Advancements in telemedicine, particularly via nearly ubiquitous mobile devices (e.g., smartphones and tablets), likely hold part of the solution to the second challenge, that of reviewing emergent images in a timely fashion. For example, in a subanalysis of the FOTO-ED study, the 5-point overall quality rating assigned by two reviewers to the same 100 photographs on a desktop computer and the iPhone 3G was compared. A very high intra- and inter-rater agreement on the iPhone (kappa 0.96) and high agreement of the same reviewer between the two devices (0.82–0.91) was found. Notably, both reviewers on average rated the same image as higher quality on the iPhone compared with the desktop computer (χ2 > 36, p < 0.001).43 Likewise, Kumar et al. found that the ophthalmologists who reviewed images of patients for the telemedical diagnosis of diabetic retinopathy had very high agreement (κ = 0.9) and gave high scores to the image quality on the iPhone 4.44 On the neurology side, an agreement study of a bedside reviewer’s National Institutes of Health Stroke Scale (NIHSS) versus that of a reviewer remotely directing and observing the examination with an iPhone 4 demonstrated excellent agreement for 10 items (level of consciousness, month and age, visual fields, right motor arm, left motor arm, right motor leg, left motor leg, sensation, language, neglect), moderate agreement for 3 items (gaze, facial palsy, dysarthria), and poor agreement for only 1 item (ataxia). The overall NIHSS scores obtained at bedside and remotely showed excellent agreement (intraclass correlation coefficient, 0.98).45

Finally, advancements in non-mydriatic fundus photography and telemedicine not only have the potential to improve patient care, but also may facilitate clinical research in areas that are currently intractable. For example, the advantages of telemedicine have already been demonstrated in the process of administering emergent therapies in acute stroke.46 The expansion and validation of non-mydriatic fundus photography and its interpretation by non-ophthalmic reviewers and by telemedicine will offer the early diagnosis required for analogous therapeutic studies in neuro-ophthalmology, such as novel therapies for central retinal artery occlusion, anterior ischaemic neuropathy, and traumatic optic neuropathy. In addition, these techniques hold promise for risk stratification and predictive health in both acute and chronic diseases, but their role remains to be fully elucidated.

CONCLUSION

Major advances have occurred in both non-mydriatic fundus photography and telemedicine, but to reach their full potential, a broad and sustained multidisciplinary approach to research and implementation will be required. If that full potential is reached, these technologies will impact all areas of vision health and research with transformative ripple effects throughout the rest of medicine.

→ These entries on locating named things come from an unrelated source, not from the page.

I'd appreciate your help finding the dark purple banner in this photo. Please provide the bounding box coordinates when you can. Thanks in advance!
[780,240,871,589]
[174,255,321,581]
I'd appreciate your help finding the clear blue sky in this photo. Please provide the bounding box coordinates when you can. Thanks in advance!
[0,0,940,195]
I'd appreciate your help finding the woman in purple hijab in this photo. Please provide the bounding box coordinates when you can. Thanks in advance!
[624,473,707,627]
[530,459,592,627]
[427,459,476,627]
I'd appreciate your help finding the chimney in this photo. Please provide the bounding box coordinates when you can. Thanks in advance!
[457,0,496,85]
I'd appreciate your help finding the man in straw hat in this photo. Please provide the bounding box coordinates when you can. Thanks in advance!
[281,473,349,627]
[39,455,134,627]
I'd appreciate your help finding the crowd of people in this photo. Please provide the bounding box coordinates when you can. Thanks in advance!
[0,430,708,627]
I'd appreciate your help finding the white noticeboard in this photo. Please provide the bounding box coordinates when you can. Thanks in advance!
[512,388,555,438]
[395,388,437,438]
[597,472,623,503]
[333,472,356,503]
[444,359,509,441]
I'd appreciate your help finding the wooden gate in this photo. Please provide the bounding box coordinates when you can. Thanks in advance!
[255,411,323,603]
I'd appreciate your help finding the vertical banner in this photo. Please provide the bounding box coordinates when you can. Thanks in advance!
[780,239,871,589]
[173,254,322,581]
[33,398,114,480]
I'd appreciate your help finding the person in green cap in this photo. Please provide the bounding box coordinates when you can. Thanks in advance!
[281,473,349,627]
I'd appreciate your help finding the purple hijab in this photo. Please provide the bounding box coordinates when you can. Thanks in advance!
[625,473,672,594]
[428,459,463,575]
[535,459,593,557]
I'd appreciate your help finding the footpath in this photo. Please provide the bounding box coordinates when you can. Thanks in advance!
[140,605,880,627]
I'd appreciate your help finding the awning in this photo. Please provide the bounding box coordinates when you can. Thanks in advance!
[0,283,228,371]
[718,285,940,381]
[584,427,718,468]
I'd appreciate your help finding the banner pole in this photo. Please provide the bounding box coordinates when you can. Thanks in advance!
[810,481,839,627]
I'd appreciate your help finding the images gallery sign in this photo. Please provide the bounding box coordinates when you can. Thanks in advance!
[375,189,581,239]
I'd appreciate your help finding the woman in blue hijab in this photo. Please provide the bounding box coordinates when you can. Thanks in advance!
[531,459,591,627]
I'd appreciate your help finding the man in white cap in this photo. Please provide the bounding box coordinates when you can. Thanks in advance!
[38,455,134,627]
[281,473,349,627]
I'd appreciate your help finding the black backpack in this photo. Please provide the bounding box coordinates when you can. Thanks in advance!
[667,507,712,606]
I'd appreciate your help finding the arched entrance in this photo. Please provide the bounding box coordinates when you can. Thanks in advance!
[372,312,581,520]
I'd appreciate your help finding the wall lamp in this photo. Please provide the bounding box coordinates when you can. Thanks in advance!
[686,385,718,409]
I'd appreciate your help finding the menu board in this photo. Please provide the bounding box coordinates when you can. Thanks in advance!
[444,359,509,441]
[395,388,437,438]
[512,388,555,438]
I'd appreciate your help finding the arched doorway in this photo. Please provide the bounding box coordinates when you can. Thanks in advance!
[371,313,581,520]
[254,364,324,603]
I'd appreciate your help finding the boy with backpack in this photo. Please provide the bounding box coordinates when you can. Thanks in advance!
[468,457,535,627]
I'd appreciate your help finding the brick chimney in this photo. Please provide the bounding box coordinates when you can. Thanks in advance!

Declaration of interest: This study was supported in part by an unrestricted departmental grant (Department of Ophthalmology) from Research to Prevent Blindness, Inc., New York, and by NIH/NEI core grant P30-EY06360 (Department of Ophthalmology). Dr. Bruce receives research support from the NIH/NEI (K23-EY019341). Dr. Newman is a recipient of the Research to Prevent Blindness Lew R. Wasserman Merit Award. The authors have no relevant financial disclosures. The authors report no conflicts of interest. The authors alone are responsible for the content and writing of the paper.